SBA 7(a) Loan Program

  • 7(a) loans are the most basic and often used loans of the SBA’s business loan programs.
  • 7(a) loans are only available on a guaranty basis. This means that they are provided by lenders who choose to structure their own loans in accordance with the SBA’s requirements and who apply and receive a guaranty from the SBA on a portion of the loan. The SBA does not fully guarantee 7(a) loans. The lender and SBA share the risk that a borrower will not able to repay the loan in full. The guarantee is against payment default. It does not cover imprudent decisions by the lender or misrepresentation by the borrower.

What can an SBA 7(a) loan be used for?

  • To buy an existing business
  • Start up capital for a new business
  • Working capital
  • To refinance existing debt
  • To purchase new or used equipment
  • To purchase real estate for business purposes
  • To finance accounts receivable

Ineligible Business

Businesses cannot be engaged in illegal activities, loan packaging, speculation, multi-sales distribution, gambling, investment or lending, or have an owner on parole.

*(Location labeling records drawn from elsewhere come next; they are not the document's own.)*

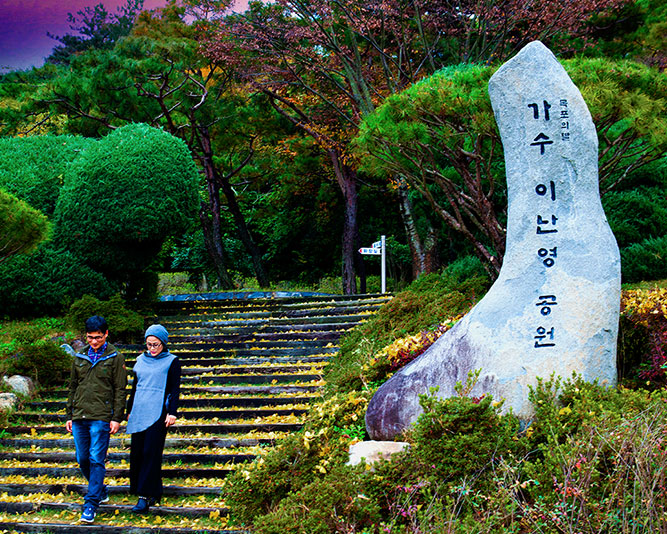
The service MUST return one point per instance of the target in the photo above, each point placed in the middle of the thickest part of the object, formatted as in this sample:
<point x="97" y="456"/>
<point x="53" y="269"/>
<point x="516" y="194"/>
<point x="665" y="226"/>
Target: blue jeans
<point x="91" y="439"/>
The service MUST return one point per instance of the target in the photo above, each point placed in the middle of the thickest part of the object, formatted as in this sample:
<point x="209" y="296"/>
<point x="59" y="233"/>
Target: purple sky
<point x="24" y="23"/>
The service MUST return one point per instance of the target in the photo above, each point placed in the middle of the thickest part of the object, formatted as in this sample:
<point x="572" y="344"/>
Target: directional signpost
<point x="378" y="249"/>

  • Real Estate Investment
  • Lending Activities: Bank, Finance and Leasing companies, Insurance companies, etc.
  • Pyramid Sales Plans
  • Illegal Activities
  • Gambling Activities
  • Charitable, Religious, or Other Non-Profit organizations
  • Other Speculative Activities

SBA 7(a) Loan Amount

The 7(a) Loan Program has a maximum loan amount of $5 million dollars. If a business receives an SBA guaranteed loan for $2.0 million, the maximum guaranty to the lender will be for $1.5 million or 75%.